Rectangular Loop Nests

Based on the discussion in Section 2, the problem of partitioning the iterations of a single loop with lower bound $l$ and upper bound $u$ amongst $p$ processors can be expressed as that of finding $l_k, u_k, 0 \leq k < p$, such that

$$\sum_{i=l}^{u} 1 = \sum_{i=l_0}^{u_0} 1 + \sum_{i=l_1}^{u_1... ...=l_{p-1}}^{u_{p-1}} 1 = \sum_{k=0}^{p-1} \sum_{j=l_k}^{u_k} 1,$$ (4)

where $u_k=l_{k+1}-1$, for $0 \leq k < p-1$, $u_{p-1}=u$, and, for all $l_k, u_k$,

$$\left\lfloor \frac{n}{p} \right\rfloor \leq \sum_{j=l_k}^{u_k} 1 \leq \left\lceil \frac{n}{p} \right\rceil,$$ (5)

where $n = u-l+1 = u_{p-1}-l_0$. The following relations satisfy both (4) and (5):

$\bullet$ Partitioning by decreasing order:

$$l_k = l + k \lfloor n/p \rfloor + \min(n \bmod p, k), \mbox{~~$k=0,1,2,\dots,p-1,$}$$

where the first $(n \bmod p)$ partitions have $\lceil n/p \rceil$ iterations, whilst the rest have $\lfloor n/p \rfloor$.

$\bullet$ Partitioning by increasing order:

$$l_k \! = \! l + k \lfloor n/p \rfloor + \max(0, k-p+(n \bmod p)), \mbox{$k \! = \! 0,1,2,\dots,p \! - \! 1,$}$$

where the last $(n \bmod p)$ partitions have $\lceil n/p \rceil$ iterations, whilst the rest have $\lfloor n/p \rfloor$.

If $n$ is a multiple of $p$, both relations reduce to

$$l_k = l + kn/p, \mbox{~~$k=0,1,2,\dots,p-1,$}$$

and the loop is partitioned into equal partitions.

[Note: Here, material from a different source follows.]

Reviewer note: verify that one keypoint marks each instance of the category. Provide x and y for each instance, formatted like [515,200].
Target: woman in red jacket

In this case, assuming that the body of the loop nest does not contain statements whose execution depends on the value of the index of the outer loop, perfect load balance is achieved. Otherwise, if $n$ is not a multiple of $p$, a relative load imbalance equal to $(p - n \bmod p)/(n + p - n \bmod p)$ is expected, a quantity which approaches zero if $n \gg p$.

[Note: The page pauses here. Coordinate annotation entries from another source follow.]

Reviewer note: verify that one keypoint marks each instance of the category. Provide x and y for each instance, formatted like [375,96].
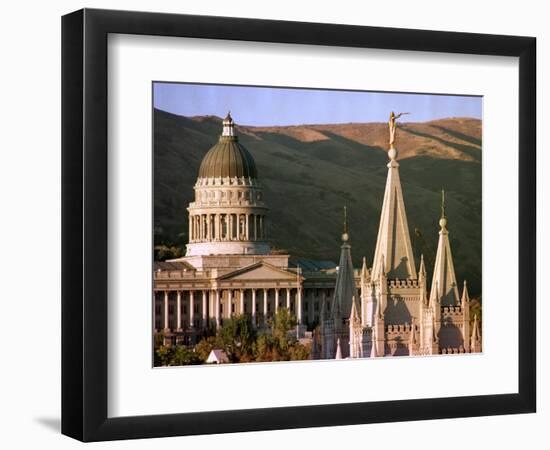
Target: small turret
[338,350]
[422,270]
[413,340]
[444,273]
[465,304]
[373,352]
[475,343]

The above-mentioned partitioning techniques can also be applied to the outermost loop of a nest of loops, whether perfectly nested or not. Assuming that the bounds of the inner loops are not a function of the index of the outer loop, nor are there any conditional statements in the loop body whose execution depends on the value of the index of the outer loop then perfect load balance may be achieved.

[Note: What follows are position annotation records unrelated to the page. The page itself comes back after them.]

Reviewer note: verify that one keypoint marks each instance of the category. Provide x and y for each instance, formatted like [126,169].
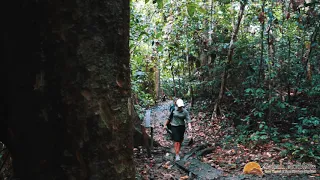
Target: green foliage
[269,95]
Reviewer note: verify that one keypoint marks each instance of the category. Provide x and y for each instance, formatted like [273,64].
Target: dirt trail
[225,157]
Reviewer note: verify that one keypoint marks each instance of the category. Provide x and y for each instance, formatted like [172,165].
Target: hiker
[177,121]
[164,97]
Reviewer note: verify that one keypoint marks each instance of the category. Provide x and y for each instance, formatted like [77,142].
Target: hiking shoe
[177,158]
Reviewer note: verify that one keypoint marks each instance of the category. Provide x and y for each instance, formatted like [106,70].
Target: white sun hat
[180,103]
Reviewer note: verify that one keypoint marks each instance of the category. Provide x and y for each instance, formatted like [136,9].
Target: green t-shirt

For perfectly nested loops, partitioning may be applied to the iterations of more than one loop at the same time. To illustrate this, assume that partitioning takes place along two loops, the first having a number of iterations equal to $n$, and the second having a number of iterations equal to $m$, and there are $p$ processors. Then, minimising $L$ in (1) reduces to finding $p_1$, $p_2$, $p=p_1 \cdot p_2$, such that $\lceil \frac{n}{p_1} \rceil \lceil \frac{m}{p_2} \rceil$ is minimised. Instead of solving this, it may be preferable to apply loop coalescing [12] before partitioning. Since the inequality $\lceil nm/(p_1 p_2) \rceil \leq \lceil n/p_1 \rceil \lceil m/p_2 \rceil$ always holds [15], the transformed coalesced loop is expected to result in a smaller load imbalance than the original loop nest.

In the next sections, partitioning is considered only with respect to the index of the outermost loop.